Artificial intelligence could be the greatest plunder in human history
In the same vein, Spanish anthropologist José Mansilla Fernández explains in his research that according to Karl Marx, the attack against machinery by the Luddites — opponents to technology — was a misdirected rage, because the problem was not the technology itself, but who controls it and for what purpose. He says that for Marx, technology is neither good nor bad per se; the conflict is that today’s algorithms are in the hands of an economic elite that prioritizes efficiency over collective welfare.
German philosopher and writer Fabian Scheidler, author of The End of the Megamachine (Icaria, 2024), warns that “artificial intelligence could be the greatest plunder in human history, turning humanity’s collective heritage of knowledge and creativity into a commodity in the hands of the ultra-rich. It gives the billionaires who control the algorithms and platforms unprecedented opportunities to influence public opinion through micro-segmentation and other methods, in order to manipulate political decision-making processes and further increase their wealth.”
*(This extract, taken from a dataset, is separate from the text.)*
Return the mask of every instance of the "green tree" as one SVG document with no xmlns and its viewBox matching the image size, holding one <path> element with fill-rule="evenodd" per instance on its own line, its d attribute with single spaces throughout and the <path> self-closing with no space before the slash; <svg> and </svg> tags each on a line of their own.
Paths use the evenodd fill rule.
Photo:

A tool to reduce inequalities?
However, not everything on this matter suggests a dystopian scenario. Some researchers argue that, under certain conditions, artificial intelligence could be used to reduce inequalities. Researchers such as Rediet Abebe, Solon Barocas and Jon Kleinberg point out in Roles for Computing in Social Change that AI systems integrated into carefully designed public infrastructures can mitigate inequalities, provided that their incentives are aligned with redistributive and equity objectives.
There have already been experiences in public health, social risk prediction or improvement of access to education where open and auditable algorithms have reduced historical barriers to such services.
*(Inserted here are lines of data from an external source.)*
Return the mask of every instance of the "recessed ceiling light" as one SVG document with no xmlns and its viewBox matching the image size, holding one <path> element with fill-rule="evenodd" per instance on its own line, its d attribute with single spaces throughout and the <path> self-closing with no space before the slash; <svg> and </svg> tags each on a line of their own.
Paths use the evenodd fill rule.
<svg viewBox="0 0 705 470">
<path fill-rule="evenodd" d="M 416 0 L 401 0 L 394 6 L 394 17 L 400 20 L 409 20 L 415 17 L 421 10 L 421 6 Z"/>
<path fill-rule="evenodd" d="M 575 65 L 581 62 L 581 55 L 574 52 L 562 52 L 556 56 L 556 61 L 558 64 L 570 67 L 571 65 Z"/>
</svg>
Artificial intelligence will not alone determine the future of social inequalities.
Of course, it will all depend on the political and cultural model that frames its deployment. Artificial intelligence will not alone determine the future of social inequalities. It will do so depending on how its development and application are governed by public or private interests, by redistributive or extractive logics. Much of its emancipatory or regressive potential lies in this political bifurcation.
Common good or a weapon of inequality?
As Mansilla points out: “AI will obviously push in the direction dictated by these interests: greater concentration of wealth, job polarization — precariousness for many, super-profits for a few — and commodified creativity.
If it were in the hands of another system — for example, one oriented towards commons — it could democratize access to knowledge, free up time for genuine social relationships, or enhance collective creativity. But under capitalism, it reproduces the same logic: technology as a weapon of inequality.”
Finally, Scheidler adds an environmental dimension to the debate: “In its present form, artificial intelligence also accelerates the destruction of the biosphere, as it consumes an increasing share of the world’s energy production, making a rapid and sustainable transition to renewable energies unfeasible”.
Hegemonic artificial intelligence is not a flawless monolith.
Hegemonic artificial intelligence — the one that optimizes profits for Silicon Valley while making work precarious and commodifying even language — is not a flawless monolith. In its interstices grow practices that embody what Paolo Virno would call “the communism of intellectual capacities”: projects where technology disengages from private accumulation to become a common good.
These cracks are not technical alternatives, but spaces of political conflict — and the battle for value in the digital era is what matters most.